Uber Technologies posted another big loss last night as demand for its ride-hailing app fell sharply during the lockdown but orders for its food delivery service more than doubled in the second quarter.
The California-based company reported a net loss of $1.8 billion, far smaller than a year ago when one-time costs from its initial public offering led to its largest three-month loss. The latest loss includes charges related to the laying off of 23 per cent of its workforce.
The number of active platform users across the 69 countries in which Uber operates nearly halved year-on-year to 55 million. Gross bookings for rides fell 75 per cent in the three months to June 30 compared with a year ago and 72 per cent from the previous quarter.
Uber, which was founded in 2009 and is valued at $60 billion, owns the world’s most popular taxi-hailing app. It has interests in food delivery, logistics, bike-sharing services and self-driving cars. Its aim is to offer a full suite of transport and delivery services.

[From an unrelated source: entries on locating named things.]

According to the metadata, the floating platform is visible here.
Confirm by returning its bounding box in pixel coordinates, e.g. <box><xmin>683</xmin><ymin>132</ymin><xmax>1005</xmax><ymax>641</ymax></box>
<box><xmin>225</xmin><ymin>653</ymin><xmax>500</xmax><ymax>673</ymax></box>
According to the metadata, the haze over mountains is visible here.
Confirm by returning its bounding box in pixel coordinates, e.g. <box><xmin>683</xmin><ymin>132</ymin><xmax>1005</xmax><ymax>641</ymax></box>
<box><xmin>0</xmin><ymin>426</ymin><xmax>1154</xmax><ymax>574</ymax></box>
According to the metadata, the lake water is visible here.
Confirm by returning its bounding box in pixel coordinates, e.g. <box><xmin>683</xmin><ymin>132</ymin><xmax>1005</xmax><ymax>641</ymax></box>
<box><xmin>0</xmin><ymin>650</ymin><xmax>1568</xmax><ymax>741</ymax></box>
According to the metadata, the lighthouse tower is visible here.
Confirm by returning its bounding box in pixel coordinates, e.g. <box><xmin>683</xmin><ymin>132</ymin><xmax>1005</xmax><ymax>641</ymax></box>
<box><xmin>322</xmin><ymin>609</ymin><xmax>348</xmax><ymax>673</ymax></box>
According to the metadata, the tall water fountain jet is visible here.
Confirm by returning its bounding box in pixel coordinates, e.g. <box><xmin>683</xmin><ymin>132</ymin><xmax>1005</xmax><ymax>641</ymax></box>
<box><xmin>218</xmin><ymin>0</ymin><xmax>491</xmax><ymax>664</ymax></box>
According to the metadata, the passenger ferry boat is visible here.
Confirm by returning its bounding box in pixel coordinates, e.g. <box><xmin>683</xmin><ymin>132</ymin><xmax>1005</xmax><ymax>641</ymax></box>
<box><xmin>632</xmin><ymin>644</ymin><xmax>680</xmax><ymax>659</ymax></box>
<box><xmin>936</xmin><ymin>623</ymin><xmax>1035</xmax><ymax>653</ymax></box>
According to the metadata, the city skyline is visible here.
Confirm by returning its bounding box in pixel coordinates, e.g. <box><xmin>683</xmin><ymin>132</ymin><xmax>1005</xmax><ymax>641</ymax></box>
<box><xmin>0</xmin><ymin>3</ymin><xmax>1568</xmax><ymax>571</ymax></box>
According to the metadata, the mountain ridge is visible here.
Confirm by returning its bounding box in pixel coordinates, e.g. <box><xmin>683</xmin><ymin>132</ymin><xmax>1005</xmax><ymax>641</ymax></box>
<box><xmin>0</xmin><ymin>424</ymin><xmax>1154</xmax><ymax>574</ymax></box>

Total quarterly revenue fell 29 per cent in the quarter to $2.24 billion while gross bookings were down 35 per cent year-over-year at $10.22 billion.
Revenue at Uber Eats doubled to $1.2 billion, boosted by demand for deliveries as Americans largely stayed at home. Last month Uber expanded its reach with the acquisition of Postmates for $2.65 billion to expand the business of supplying everyday goods.
The company said that it was sticking to its goal of being profitable on an adjusted basis before the end of next year. Uber recorded an adjusted loss in earnings before interest, taxes, depreciation and amortisation of $837 million in the second quarter.
Dara Khosrowshahi, its chief executive, had vowed to make Uber profitable on an adjusted ebitda basis before the end of the year but withdrew that forecast in April because of the health crisis. Last night the company reaffirmed its hope to reach that milestone next year.
Uber introduced measures in May to save more than $1 billion. The company booked $382 million in restructuring costs in the second quarter.
“We are fortunate to have such a natural hedge across our two core segments — as people stay closer to home, more people are ordering from Uber Eats than ever before,” Mr Khosrowshahi, 51, said.
Dan Ives, an analyst at Wedbush Securities, an investment firm, said that Uber could be boosted by travellers wary of taking public transport, a “consumer dynamic” that was becoming commonplace internationally.